The model contains one monomer of AspRS, one tRNA molecule, one aspartyl‐adenylate substrate and 514 water molecules. The enzyme is lacking five residues out of 590 at the C‐terminal end. The quality of the refined model was assessed using the Biotech Validation Suite for Protein Structures (Wodak et al., 1995). The crystallographic R‐factor is 20.1% using all reflections between 12 and 2.4 Å with no cut‐off (Rfree = 24.9%). The average B‐factor for all non‐hydrogen atoms is 29.3 Å2, a value in agreement with the overall B‐factor determined by Wilson plot on the collected data (B = 34.5 Å2). The r.m.s. coordinate error is 0.36 Å as estimated by the method of Luzzati (1952). The model shows good geometry and stereochemistry as analysed using the program PROCHECK (Laskowski et al., 1993). All angles but one (φ, ψ) are within the allowed regions of the Ramachandran plot, with 91% in the most favoured regions. Despite our efforts in rebuilding the Glu171 in the electron density, the refinement brings this residue outside the allowed regions of the Ramachandran plot.

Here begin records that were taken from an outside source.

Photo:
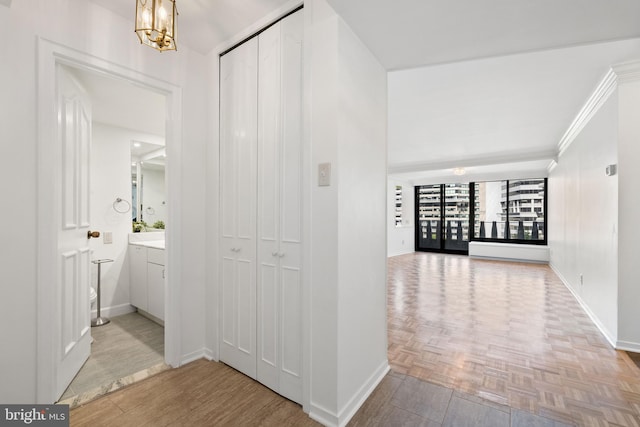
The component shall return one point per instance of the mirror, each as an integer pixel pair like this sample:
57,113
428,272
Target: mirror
149,211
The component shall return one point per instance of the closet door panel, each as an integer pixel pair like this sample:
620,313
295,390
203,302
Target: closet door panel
268,321
269,133
228,302
291,200
291,318
245,310
269,137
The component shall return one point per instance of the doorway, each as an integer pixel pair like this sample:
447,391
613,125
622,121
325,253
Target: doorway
52,56
127,147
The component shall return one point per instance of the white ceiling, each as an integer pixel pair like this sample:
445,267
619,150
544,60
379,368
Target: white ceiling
205,24
458,77
495,111
410,33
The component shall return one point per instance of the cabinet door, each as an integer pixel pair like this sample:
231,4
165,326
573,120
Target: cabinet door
138,276
279,207
155,282
238,127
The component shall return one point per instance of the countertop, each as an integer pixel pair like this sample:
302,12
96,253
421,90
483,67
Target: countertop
157,244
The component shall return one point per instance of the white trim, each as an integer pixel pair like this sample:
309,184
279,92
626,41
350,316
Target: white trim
363,393
258,25
329,418
628,346
113,311
323,415
49,55
597,99
193,356
596,321
627,72
210,355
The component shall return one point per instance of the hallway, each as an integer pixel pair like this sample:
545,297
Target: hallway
508,333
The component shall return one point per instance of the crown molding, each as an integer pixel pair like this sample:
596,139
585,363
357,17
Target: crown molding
617,74
627,72
597,99
473,161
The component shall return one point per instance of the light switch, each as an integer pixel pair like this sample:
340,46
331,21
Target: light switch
324,174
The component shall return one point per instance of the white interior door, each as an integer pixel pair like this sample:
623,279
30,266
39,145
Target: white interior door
279,207
238,127
73,340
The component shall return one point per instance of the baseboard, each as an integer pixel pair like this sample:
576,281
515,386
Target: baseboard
327,418
193,356
596,321
113,311
363,394
210,355
628,346
323,415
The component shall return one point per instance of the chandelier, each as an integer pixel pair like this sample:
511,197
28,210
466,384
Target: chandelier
156,23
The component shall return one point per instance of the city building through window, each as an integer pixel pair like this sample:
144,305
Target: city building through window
448,216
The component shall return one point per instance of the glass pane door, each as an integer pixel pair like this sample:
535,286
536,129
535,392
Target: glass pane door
456,217
428,203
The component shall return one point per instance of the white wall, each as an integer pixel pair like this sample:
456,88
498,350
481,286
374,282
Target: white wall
628,215
348,219
400,239
583,218
82,25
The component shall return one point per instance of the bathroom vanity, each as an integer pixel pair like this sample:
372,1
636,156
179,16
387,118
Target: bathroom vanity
147,277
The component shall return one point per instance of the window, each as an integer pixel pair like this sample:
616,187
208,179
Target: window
512,211
398,213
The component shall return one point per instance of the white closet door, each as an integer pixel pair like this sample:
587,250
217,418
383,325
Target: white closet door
279,207
238,146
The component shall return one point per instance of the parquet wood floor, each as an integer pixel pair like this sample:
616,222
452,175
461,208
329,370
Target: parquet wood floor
510,333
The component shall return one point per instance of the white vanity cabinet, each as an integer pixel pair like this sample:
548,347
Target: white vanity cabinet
146,275
138,276
155,282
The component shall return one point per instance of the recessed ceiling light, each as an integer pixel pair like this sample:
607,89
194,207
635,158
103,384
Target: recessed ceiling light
459,171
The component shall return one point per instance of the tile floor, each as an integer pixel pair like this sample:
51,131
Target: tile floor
129,348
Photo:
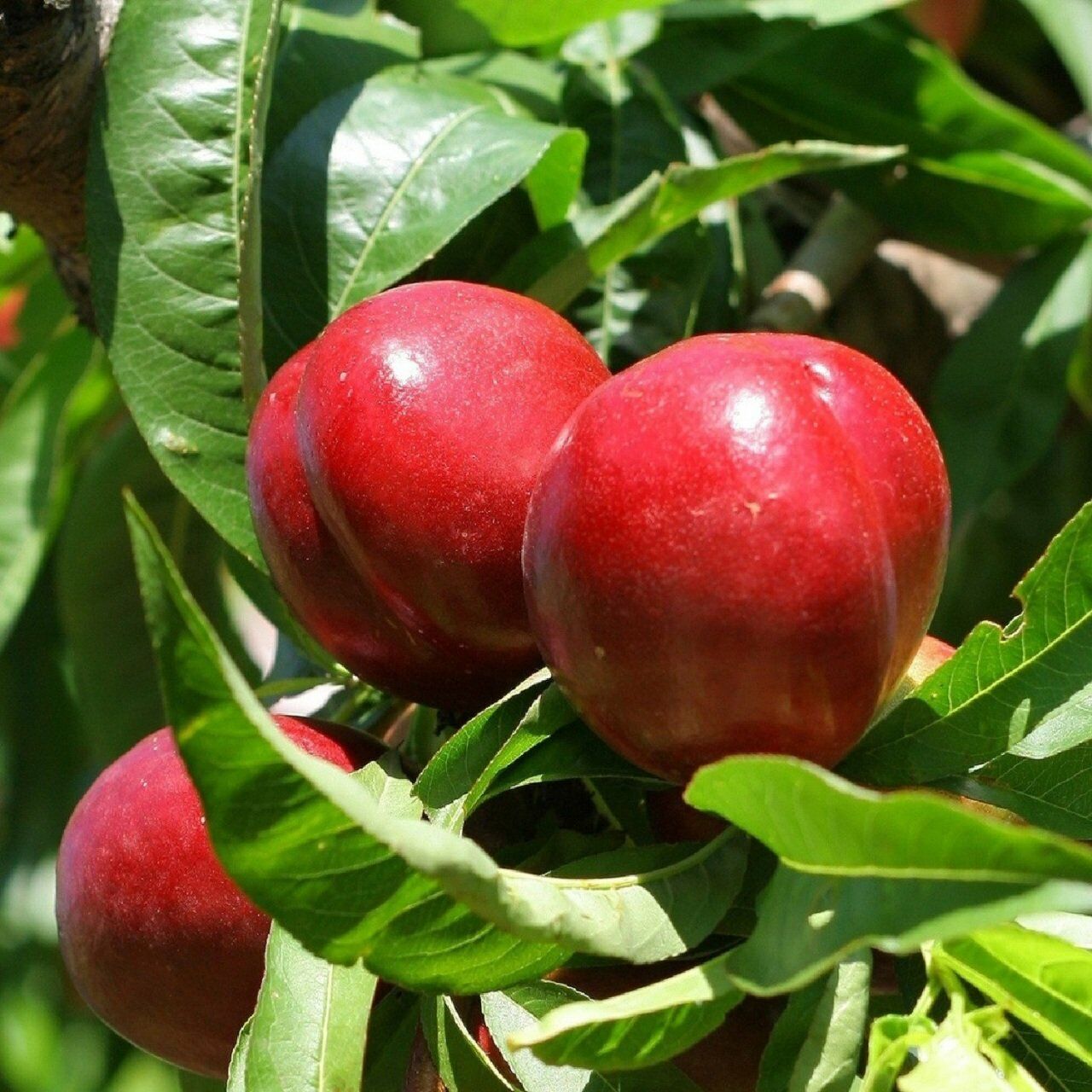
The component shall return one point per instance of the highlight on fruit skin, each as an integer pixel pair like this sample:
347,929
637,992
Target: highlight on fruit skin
736,546
390,465
156,938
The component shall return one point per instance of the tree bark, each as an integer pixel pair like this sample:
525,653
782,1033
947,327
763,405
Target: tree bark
51,53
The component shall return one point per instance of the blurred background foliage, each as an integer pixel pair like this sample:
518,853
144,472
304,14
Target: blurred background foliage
77,676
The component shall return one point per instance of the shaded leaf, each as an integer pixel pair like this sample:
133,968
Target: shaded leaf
558,265
167,180
413,900
41,421
1025,688
531,22
323,51
518,1008
308,1029
1045,982
888,870
113,665
817,1041
375,180
1002,392
636,1029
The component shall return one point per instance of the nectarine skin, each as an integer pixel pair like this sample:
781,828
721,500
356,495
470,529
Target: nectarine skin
393,514
157,939
736,546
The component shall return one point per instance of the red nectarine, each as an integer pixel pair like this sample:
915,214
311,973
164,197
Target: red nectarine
736,546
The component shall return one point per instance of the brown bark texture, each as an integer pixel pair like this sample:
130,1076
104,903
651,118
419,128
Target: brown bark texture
50,55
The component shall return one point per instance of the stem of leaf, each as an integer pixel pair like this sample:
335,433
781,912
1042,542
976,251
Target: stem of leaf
279,688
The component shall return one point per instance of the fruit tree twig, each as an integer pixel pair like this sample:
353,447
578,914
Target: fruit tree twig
838,248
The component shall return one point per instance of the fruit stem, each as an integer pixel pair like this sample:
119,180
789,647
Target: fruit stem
838,248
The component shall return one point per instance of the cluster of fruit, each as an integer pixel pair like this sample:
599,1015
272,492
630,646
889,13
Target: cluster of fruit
733,546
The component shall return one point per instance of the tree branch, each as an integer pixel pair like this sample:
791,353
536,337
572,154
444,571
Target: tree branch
50,55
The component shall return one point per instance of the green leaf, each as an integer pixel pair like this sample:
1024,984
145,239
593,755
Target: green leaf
532,22
1002,392
413,900
1054,792
324,51
1042,979
888,870
572,752
636,1029
817,1041
1056,1069
456,778
113,665
1025,688
890,1040
31,288
308,1030
391,1032
651,300
534,83
374,182
1068,26
561,264
174,258
41,423
613,39
518,1008
632,128
979,175
461,1063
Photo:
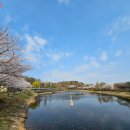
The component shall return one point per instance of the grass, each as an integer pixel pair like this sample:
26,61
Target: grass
11,106
112,93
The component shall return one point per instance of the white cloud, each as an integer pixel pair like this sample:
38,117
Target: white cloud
92,61
118,53
66,2
103,56
33,47
57,56
8,19
122,24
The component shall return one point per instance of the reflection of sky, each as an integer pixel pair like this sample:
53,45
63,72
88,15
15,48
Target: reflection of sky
88,112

We thank the staff of LURE, ESRF and DESY for their help during data collection. We also thank Jean Gangloff and Gilbert Eriani from the Unité ‘Structure des Macromolécules Biologiques et Mécanismes de Reconnaissance’ and our colleagues of the Laboratoire de Biologie Structurale for fruitful discussions, and John G.Arnez of the Albert Einstein College of Medicine for comments on the manuscript. This work was supported by grants from EU project No. BIO4‐98‐0189, CNRS, INSERM, ULP and Ministère de la Recherche et de la Technologie. Coordinates for the X‐ray structure of the E.coli AspRS–tRNAAsp–aspartyl‐adenylate complex have been deposited in the Brookhaven Protein Data Bank under ID code 1C0A.